The Importance of Algorithms
(2014-10-26)
When making the omnicolor images, my reference point has been the time necessary to make a 1920x1080 image. The first implementation took about five hours. By the end, the same size image took twenty seconds to generate.
By profiling, one particular function took the vast majority of the runtime. Recall from the previous post that the images are generated by repeatedly choose a pixel, then selecting the closest unused color to the neighbors of the pixel. It is this selection that takes the longest amount of time.
My initial implementation was a naive linear search. I had two million colors, one of which must be the closest. Therefore, I calculated the distance from my desired color to each color in the palette. The color with the shortest distance was used.
This worked, and was able to produce very nice-looking images. However, it took quite a bit of computer time to do so, especially as I scaled to larger images. The image below is the first wallpaper sized image that I made, taking about 5 hours for the program to run.
Now, for a one-time program, 5 hours of runtime isn’t that bad. But I wanted to be able to tweak parameters, then see the results, then tweak again. With that in mind, 5 hours would be horrendous. Therefore, optimizing the code.
When working on optimizations, I found it helpful to think geometrically. A color has three values, for the red, blue, and green brightnesses. These can be visualized as x, y, and z coordinates.
If I had one-dimensional points, I would use some binary search tree to find the closest point. However, this assumes that the search space is well-ordered. In one dimension, the concept of “greater than” means something. In more than one dimension, it no longer does, as, for example, neither (3,6) nor (4,5) is greater than the other.

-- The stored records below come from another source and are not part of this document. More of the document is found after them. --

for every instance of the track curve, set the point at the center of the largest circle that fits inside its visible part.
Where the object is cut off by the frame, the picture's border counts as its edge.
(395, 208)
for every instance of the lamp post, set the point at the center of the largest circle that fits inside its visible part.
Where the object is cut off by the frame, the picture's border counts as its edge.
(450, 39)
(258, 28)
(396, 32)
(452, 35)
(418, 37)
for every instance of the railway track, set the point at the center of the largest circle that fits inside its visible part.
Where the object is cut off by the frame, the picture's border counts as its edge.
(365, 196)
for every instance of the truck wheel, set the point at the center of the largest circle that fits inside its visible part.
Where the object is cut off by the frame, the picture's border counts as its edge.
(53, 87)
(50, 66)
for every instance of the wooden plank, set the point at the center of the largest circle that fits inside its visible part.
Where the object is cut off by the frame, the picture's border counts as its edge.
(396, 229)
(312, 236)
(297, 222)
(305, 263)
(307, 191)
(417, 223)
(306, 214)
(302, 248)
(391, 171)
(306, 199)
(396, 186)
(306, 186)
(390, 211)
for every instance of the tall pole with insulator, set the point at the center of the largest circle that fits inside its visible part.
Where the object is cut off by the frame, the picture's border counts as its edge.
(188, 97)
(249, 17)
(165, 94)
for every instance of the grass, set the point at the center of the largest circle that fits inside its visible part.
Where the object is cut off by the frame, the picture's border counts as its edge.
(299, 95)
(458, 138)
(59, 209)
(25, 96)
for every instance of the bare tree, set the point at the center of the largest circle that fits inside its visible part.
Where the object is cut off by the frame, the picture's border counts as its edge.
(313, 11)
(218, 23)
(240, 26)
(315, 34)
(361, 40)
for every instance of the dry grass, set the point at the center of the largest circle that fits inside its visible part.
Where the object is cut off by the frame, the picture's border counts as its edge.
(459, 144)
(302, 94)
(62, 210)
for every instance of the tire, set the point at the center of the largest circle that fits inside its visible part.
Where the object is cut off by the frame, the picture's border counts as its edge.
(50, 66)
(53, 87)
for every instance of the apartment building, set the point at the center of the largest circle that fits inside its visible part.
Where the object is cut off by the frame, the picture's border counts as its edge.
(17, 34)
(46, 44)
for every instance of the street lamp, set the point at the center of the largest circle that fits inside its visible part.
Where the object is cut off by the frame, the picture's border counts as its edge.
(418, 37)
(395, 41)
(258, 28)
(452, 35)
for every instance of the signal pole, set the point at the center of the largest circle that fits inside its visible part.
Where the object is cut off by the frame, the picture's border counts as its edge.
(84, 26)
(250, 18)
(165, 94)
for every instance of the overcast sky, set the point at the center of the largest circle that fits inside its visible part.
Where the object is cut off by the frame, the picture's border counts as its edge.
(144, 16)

There is still some structure that can be exploited. While points cannot be greater or less than each other, their magnitudes can. If I keep the colors sorted according to magnitude, I can start my search at points located close to the desired magnitude.
A diagram of this method is shown below, for two dimensions. The blue points are the existing color palette, and the red point is the desired point. The gray band is the region that has been search so far.
All points outside the gray band must be at least as far as the thickness of the band. Therefore, if I find a blue point that is closer to the red point than the thickness of the band, I can avoid checking any points outside the band, since they are guaranteed to be farther away. I still need to check against every point within the band, but that is a drastic reduction from checking against every point.
This reduced my search space from three dimensions down to two, since I was effectively searching along the boundary of a sphere. The complexity was effectively reduced from $\mathcal{O}(n)$ to $\mathcal{O}(n^{2/3})$ in the best case scenario. This improved the runtime of the program from 5 hours to about 20 minutes.
This was much better, but still not as fast as I would like. A google search ended up finding that this was a common problem, with some standard solutions. The most common solution was to build a kd-tree, which has $\mathcal{O}(\log n)$.
After implementing a kd-tree, the run times were reduced to about 90 seconds. At this point, it became a matter of small optimizations, which are summarized in the table below.
Time | Change |
---|---|
93 sec | Base |
71 sec | Replacing std::shared_ptr with std::unique_ptr , C-style |
27 sec | Doing a linear search after reducing to 50 points |
22 sec | Avoiding sqrt by tracking dist^2 instead of dist |
The shared_ptr
s were originally used for ease of implementation,
and were slowly taken out entirely.
They allow for more flexibility, but have additional costs for runtime checks.
Wherever appropriate, I replaced them with unique_ptr
s,
occasionally using C-style pointers for internal checks.
The most dramatic improvement came when changing the tree structure. Initially, I recursively split space until there was only one point possible. This was changed so that space was split until there were up to fifty points in the possible region. These points were then iterated through manually to find the closest. This does require more calculations, but it offers memory access improvements. This way, fewer lookups are needed, as the entire end node can be loaded into the CPU cache.
Throughout this process, the algorithm performed the same task, just in a smarter manner. The qualitative feel of the images stayed the same, as evidenced by the new image below.
With a runtime of 22 seconds, it is now fast enough to use interactively. In the future, I intend to have the algorithm show its progress to the user as it goes, not just an image or a video output.